A

David

Darling

Lewis, C(live) S(taples) (1898–1963)

C. S. Lewis

C. S. Lewis was a literature professor at Oxford from 1925 and Professor of Medieval and Renaissance Literature at Cambridge University after 1954 who wrote extensively as a Christian apologist. His cosmic trilogy, Out of the Silent Planet1 (1938), Perelandra2 (1943), and That Hideous Strength3 (1945), explores the idea, popular among Catholic authorities during the early decades of the 20th century, that the assumption of multiple inhabited worlds is compatible with Christian doctrine and that beings on other planets might be in a variety of different spiritual states. Some worlds, accordingly, might be in an Eden-like state of grace, others "fallen", redeemed, or in a condition of "integral nature" midway between man and angel. Some might even be so evil that they were beyond redemption.
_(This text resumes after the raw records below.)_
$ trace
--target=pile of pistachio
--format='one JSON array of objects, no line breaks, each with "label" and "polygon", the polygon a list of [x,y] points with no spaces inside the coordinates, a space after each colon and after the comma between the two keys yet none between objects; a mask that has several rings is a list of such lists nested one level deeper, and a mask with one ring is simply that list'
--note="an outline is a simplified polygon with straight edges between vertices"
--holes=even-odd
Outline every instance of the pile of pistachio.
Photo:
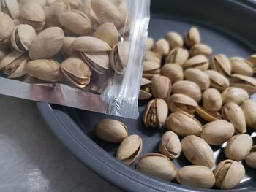
[{"label": "pile of pistachio", "polygon": [[99,77],[125,72],[130,20],[124,1],[1,0],[0,10],[0,70],[8,78],[78,88],[91,80],[97,91]]},{"label": "pile of pistachio", "polygon": [[[256,169],[256,145],[249,135],[256,130],[256,102],[249,99],[256,92],[252,77],[256,55],[246,60],[211,53],[209,46],[200,43],[195,27],[184,38],[173,31],[156,42],[148,38],[140,99],[153,99],[143,121],[147,127],[165,126],[168,131],[162,137],[159,153],[140,157],[138,170],[187,186],[229,189],[245,174],[241,161]],[[128,136],[121,122],[101,120],[95,133],[121,142],[116,158],[124,164],[140,155],[141,138]],[[216,167],[211,145],[224,147],[227,158]],[[171,160],[181,152],[192,165],[176,170]]]}]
This was essentially an updated and expanded version of the idea proposed by some Medieval Christian Aristotelians that the heavenly regions between the Moon and the primum mobile might be occupied by angelic intelligences. In Lewis's vision, Mars ("Malacandra") has yet to experience the Fall of humankind, Venus ("Perelandra") has seen it averted, while Earth ("Thulcandra") is isolated by divine decree.

 

Stapledon's descriptions of Mars and Venus, in Last and First Men, are recognizable, but it was David Lindsay's Voyage to Arcturus that influenced Lewis most significantly. "From Lindsay," he wrote, "I first learned what other planets in fiction are really good for; for spiritual adventures." Although his primary purpose was to defend Christian beliefs in the context of pluralism, however, Lewis also managed to populate his trilogy with a biologically-interesting array of aliens, ranging from the froglike pfifltriggi to the etherial eldil, with bodies made of light. Doubtless this contributed to the mounting public interest in extraterrestrial life at a time when astronomers, following the exposure of weaknesses in the catastrophic hypothesis, were beginning to believe again that planetary systems might be common.

 


References

1. Lewis, C. S. Out of the Silent Planet. New York: Macmillan (1943) (first published 1938).
2. Lewis, C. S. Perelandra. New York: Macmillan (1944) (first published 1943).
3. Lewis, C. S. That Hideous Strength. New York: Macmillan (1946) (first published 1945).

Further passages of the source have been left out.